The committee talked about ways to raise money for the opera house restoration. While the opera house hasn’t been open to the public in years, Mullin and his fellow photographers have been posting images to social media. The posts, which touch upon the public’s natural curiosity with abandoned” places, are popular on local Facebook and have given the public a rare glimpse inside the old opera house.

Mullin suggested Ansonia Opera House photography tours as a way to raise money. It would involve small groups of photographers going in and taking photos for a fee.

Kathleen Fisher, the committee’s vice-chairwoman, suggested theater-related lectures, where a theater person could talk to the public at an event to raise awareness about the opera house.

Kendzierski noted that although the opera house is in the heart of downtown Ansonia, it’s easy to miss. He recommended handing a large banner on the building with some type of call to action.

I bet you nine out of 10 people don’t know Ansonia has an opera house,” he said.

The new committee will meet once a month: the fourth Thursday of every month at 7 p.m.

This is a great opportunity to move Ansonia forward,” Mayor Cassetti told the members of the new committee.

The lease agreement signed by Cassetti and Kendzierski earlier this year called for the creation of a committee to help with the restoration.

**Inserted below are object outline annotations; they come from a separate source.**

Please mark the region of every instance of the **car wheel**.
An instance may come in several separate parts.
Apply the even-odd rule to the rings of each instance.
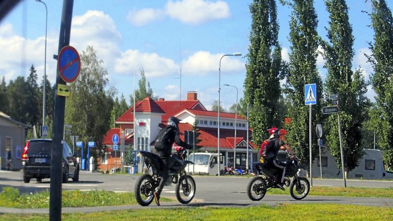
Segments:
[[[63,183],[68,183],[68,167],[64,168],[63,172]]]
[[[76,170],[75,171],[74,177],[72,178],[72,181],[74,182],[79,181],[79,167],[77,167]]]
[[[23,175],[23,182],[25,183],[30,183],[30,178],[25,175]]]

Breathing new life into an old performing venue is not easy. Derby snagged grant money to restore the exterior of the Sterling Opera House on Elizabeth Street, but there’s been no movement to restore the interior of the building.

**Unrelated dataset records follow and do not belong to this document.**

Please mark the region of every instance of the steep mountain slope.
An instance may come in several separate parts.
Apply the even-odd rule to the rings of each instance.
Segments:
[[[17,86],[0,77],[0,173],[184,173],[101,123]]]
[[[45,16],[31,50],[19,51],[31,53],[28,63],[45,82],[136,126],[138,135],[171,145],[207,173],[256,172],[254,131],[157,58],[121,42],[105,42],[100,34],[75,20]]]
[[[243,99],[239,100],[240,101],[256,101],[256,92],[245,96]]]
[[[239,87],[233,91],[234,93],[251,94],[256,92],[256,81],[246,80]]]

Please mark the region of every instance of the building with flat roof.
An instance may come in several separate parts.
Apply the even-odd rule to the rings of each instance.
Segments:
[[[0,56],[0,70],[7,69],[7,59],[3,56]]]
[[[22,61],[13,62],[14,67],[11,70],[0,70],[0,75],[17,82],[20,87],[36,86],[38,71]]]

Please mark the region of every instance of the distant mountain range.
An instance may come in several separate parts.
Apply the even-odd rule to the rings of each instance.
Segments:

Mayor Joe Ganim’s administration in Bridgeport is hoping for $100,000 million in state grants to bring its old Palace Theater back to life.

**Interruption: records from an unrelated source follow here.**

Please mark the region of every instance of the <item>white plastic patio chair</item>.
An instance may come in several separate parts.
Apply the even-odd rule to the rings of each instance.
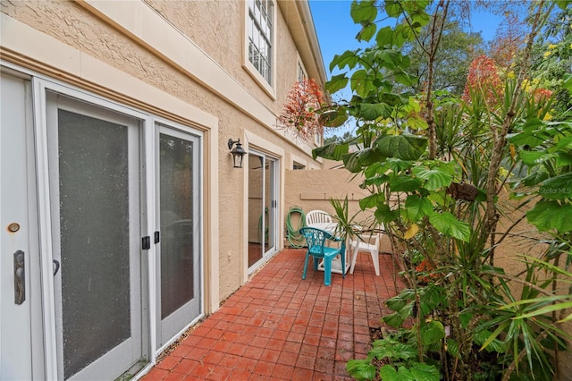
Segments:
[[[383,230],[383,226],[379,226],[381,230]],[[349,244],[349,250],[353,250],[351,257],[351,266],[349,267],[349,274],[354,274],[354,267],[356,267],[356,259],[358,259],[358,253],[359,251],[367,251],[372,256],[372,262],[374,262],[374,268],[375,275],[379,276],[379,242],[382,239],[382,233],[377,232],[372,233],[366,233],[359,237],[353,237]]]
[[[327,231],[328,229],[324,229],[325,224],[332,223],[333,220],[332,219],[332,216],[324,210],[310,210],[306,215],[307,226],[318,227],[319,229]]]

But the Cassetti administration has overseen a transformation of Main Street, with new restaurants, apartments, and a new police station built within an existing building. A new senior center is under construction as well.
City officials hope the progress on Main Street will help the city get grant money to make the Ansonia Opera House viable again.

The lease Mayor Cassetti signed in March is valid for 30 years. Ansonia pays $1 per month. In addition to an annual $3,000 tax credit for the life of the lease, the property’s assessment is frozen. The city’s assessor’s online database lists the assessment at $292,300.

The lease agreement calls for the city’s government to first search for grant money — whether it be from state or federal sources — to replace the windows in the building on the Main Street side of the building, and to secure grant money to investigate the environmental and structural conditions of the opera house. The lease refers to these two efforts as phase one,” and gives the city two years to achieve the stated goals.

The search for grant money continues in phase two,” according to the lease. The city will also create a master plan for the restoration of the opera house in this phase, which does not have a stated deadline, and to continue to make repairs.

Ansonia is responsible for finding the money needed to restore and make repairs to the opera house, along with paying for maintenance costs and routine items such as electricity.

The mayor and the Board of Aldermen appointed 11 people to the committee in May. They are scheduled to serve a two-year term.

The members, according to a roster on file with the Town Clerk’s Office, are:

Joshua Shuart (president of the Board of Aldermen)
Joseph Jeanette (Alderman)
Joseph Cassetti (Alderman)
Gary Farrar Jr. (Ansonia resident)
Walt Kendzierski (property owner)
Anthony Mullin (Derby resident)
Patrick Buckley (Shelton resident)
Kathleen Kiley Fisher (Glastonbury resident)
Joey Febus (Shelton resident)
Jennifer Rose (Branford resident)
Katie Hoye (West Haven resident)

Seven of the members are registered Republicans, one is a registered Democrat, and three are unaffiliated, according to information in a May 9 letter from the mayor to the Board of Aldermen.

Marini said the committee includes people who don’t live in Ansonia because they’ve already been involved in efforts to publicize the opera house and wanted to help.
The Ansonia Opera House is next to Uptown Bar & Eatery (formerly Crave). There’s a lobby and stairs on the first floor, with the opera house itself on floors two and three.
A screen shot from Tuesday’s meeting of the Ansonia Opera House Committee. It was the first time the committee met.